流れ星を追いかける君と、輝く夜明けに。

 久瀬先輩に手首を掴まれた時、直に揺らされたように脳がぐらりと揺れた。
 理由もなしに久瀬先輩は私に触れてくる人だと思えない。

 「──泣き出すのかと思ったから」
 「え?」
 「倒れるまで気を張ってるなよ」

 久瀬先輩の印象的で鋭い双眸に貫かれているような感覚がした。
 何もかも見透かしてしまいそうな漆黒の瞳。
 もう泣かないと決めた私が泣くのかと思ったと。
 私が気を張っていると。
 そう久瀬先輩は言っている。
 もっとしっかりしないと。
 いたたまれなくなって、瞼を伏せた。

 「──私、心を開かないと思います」

 そう久瀬先輩に伝えると、私の言葉が予想していなかったものだったからか、久瀬先輩は黙っていた。

 「すみません。失礼ですよね」
 「いや、むしろ先に言うなんて誠実だろ」

 久瀬先輩はその綺麗な顔に苦笑いを浮かべた。

 「心配しなくても、俺は弓木さんに手を出さない」
 「久瀬先輩はいいんですか?」

 表向きだけでも私が彼女で久瀬先輩は困らないのか心配になる。
 だって久瀬先輩は好きな人が居るから告白を断っているはずで。

 「俺はいいって言っただろ」
 「……」
 「嫌になったら、いつでも辞めればいい」
 「わかりました」

 そう頷いた私は自分でも冷静なのか冷静じゃないのかわからない。
 表向きだけ久瀬先輩の彼女なんて、どうかしているのかもしれない。
 私たちを待ってくれていた笹沼先輩と柚乃がとても喜んでいたけれど、本当に久瀬先輩と付き合ったわけでもなく。
 何となく宙を踏むような心地のまま夜を越し、翌日登校してすぐに異変に気がついた。

 「明紗ちゃん! バレー部の久瀬先輩と付き合ってるって本当!?」

 校門をくぐってすぐにクラスメイトの女の子中心に大人数の女子に囲まれた。
 どれだけ情報が早いのか驚く暇もなく。

 「うん。
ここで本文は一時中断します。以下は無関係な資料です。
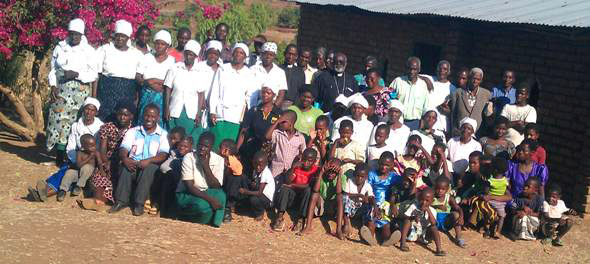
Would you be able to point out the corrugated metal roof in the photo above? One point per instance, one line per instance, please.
(570, 13)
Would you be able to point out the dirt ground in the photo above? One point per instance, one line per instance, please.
(55, 232)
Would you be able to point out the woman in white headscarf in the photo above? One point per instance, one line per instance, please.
(117, 64)
(71, 77)
(151, 73)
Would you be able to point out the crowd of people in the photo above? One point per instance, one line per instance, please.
(197, 132)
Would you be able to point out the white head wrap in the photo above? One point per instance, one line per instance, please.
(242, 46)
(270, 46)
(193, 46)
(123, 27)
(470, 121)
(92, 101)
(163, 35)
(77, 25)
(358, 98)
(214, 44)
(397, 105)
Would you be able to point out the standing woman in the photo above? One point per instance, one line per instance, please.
(142, 36)
(229, 95)
(151, 73)
(71, 76)
(184, 97)
(117, 65)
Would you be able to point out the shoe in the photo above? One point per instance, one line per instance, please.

本当」

 そう素直に答えてよかったのか不安になる。
 久瀬先輩は人気があるから女の子の集団に非難されるかと思ったけれど。

 「いい!!」
 「久瀬蓮と弓木明紗が恋人同士って最高すぎかよ」
 「美男美女、尊すぎる」
 「二人でカップルチャンネルやってほしい」
 「久瀬くんに彼女なんてありえないと思ってたけど、相手が弓木明紗ならあり!」
 「先輩。明紗ちゃんのこと呼び捨てになってますって」
 「弓木明紗ちゃんって別次元すぎて芸能人みたいでつい」

 久瀬先輩の影響力の大きさは想像以上で、何の呼び出しも受けずに昼休みを迎えられるのは久しぶりだった。